Os Estados Unidos são o maior exportador agrícola mundial e mandam a metade de seu trigo e soja e três quartos de sua colheita de algodão a compradores internacionais. A China é o principal destino das vendas neste terreno.

A presença de Washington na América Latina em todos estes ramos é notável. É o principal abastecedor de armas para a região, apesar da crescente exportação russa e chinesa. De longe, é a potência militar mais influente na área. É, também, o principal investidor estrangeiro direto. Todo tipo de empresas desse país faz negócios no hemisfério.

Apesar da crescente presença chinesa, os consumidores latino-americanos compram em seus países uma vasta variedade de mercadorias com o selo “Made in USA”. As exportações de automóveis, computadores, milho, trigo, séries de televisão, carnes, filmes, sucos e frutas congeladas, celulares, brinquedos, cosméticos, combustíveis e aeronaves não cessam. Dos 20 acordos de livre comércio que os Estados Unidos têm com diversos países no mundo, a metade deles foram firmados com nações latino-americanas e do Caribe. Em 2011, as exportações de produtos estadunidenses aos países deste sub-continente alcançaram 347 bilhões de dólares. O aumento de 54% nas exportações para a região, é maior que a taxa média de crescimento de exportações com o resto do mundo. Aproximadamente 85% dos bens que comercializa Washington entram livres de impostos no Chile, Colômbia, Costa Rica, República Dominicana, El Salvador, Guatemala, Honduras, Nicarágua, México, Panamá e Peru.

Como se fosse pouco, como afirmou Juliam Assange, 98% das telecomunicações da América Latina até o resto da orbe passam pelos Estados Unidos, incluídos mensagens de texto, chamadas telefônicas, correios eletrônicos. Esse país tem à mão a informação de como se comporta a região, o caminho que seguem as transações econômicas, o comportamento e as opiniões dos principais atores políticos.
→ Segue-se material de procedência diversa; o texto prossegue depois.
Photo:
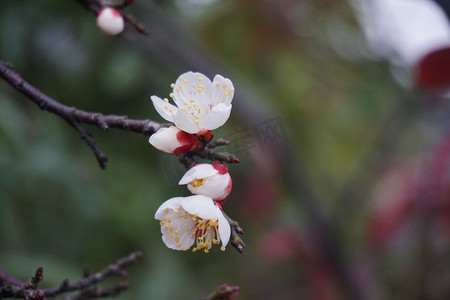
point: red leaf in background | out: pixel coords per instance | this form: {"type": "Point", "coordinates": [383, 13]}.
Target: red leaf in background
{"type": "Point", "coordinates": [439, 182]}
{"type": "Point", "coordinates": [432, 72]}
Ainda que formalmente declare o fim da Doutrina Monroe, seu intervencionismo na região é evidente, através de temas como o narcotráfico, o terrorismo e a migração, além de sua participação “discreta” em golpes brandos como os registrados em Honduras e Paraguai. Sua influência se faz sentir, também, na aposta pela Aliança do Pacífico, como contrapeso aos outros processos de integração da América Latina.

O dragão chinês

A atual bonança econômica da América Latina está estreitamente associada à entrada da China no hemisfério. O dragão asiático é um voraz consumidor dos alimentos, minerais, metais e combustíveis que se produzem na região. O investimento desse país foi central em permitir à área enfrentar sem grandes descalabros a recessão econômica de 2009.

A presença chinesa no hemisfério aumenta aceleradamente em todos os ramos: intercâmbios comerciais, investimentos diretos, financiamento e, inclusive, atividades culturais. Salvo um declive no crescimento ou graves conflitos políticos na nação asiática, nada parece indicar que esta tendência vá desaparecer.

Os investimentos da pátria de Mao Tse tung na América Latina aumentaram de 15 bilhões de dólares em 2000, para 200 bilhões em 2012. Em 2017 poderia alcançar a cifra de 400 bilhões. O volume de comércio deste país com o Brasil, o Chile e o Peru superou o que estas nações tiveram com os Estados Unidos. O gigante oriental foi, também, o segundo destino comercial da Argentina, Costa Rica e Cuba. Cerca de 40% das exportações agropecuárias da região vão para este país(1).

Os investimentos diretos da China na área em 2011 superaram os 8,5 bilhões de dólares. E, entre 2005 e 2011, concedeu empréstimos a países do hemisfério por 75 bilhões de dólares. Se trata de investimentos e empréstimos não condicionados à aceitação de dogmas de desenvolvimento, considerações ideológicas ou critérios estritamente políticos. Eles falam sempre de cooperação e apoio mútuo.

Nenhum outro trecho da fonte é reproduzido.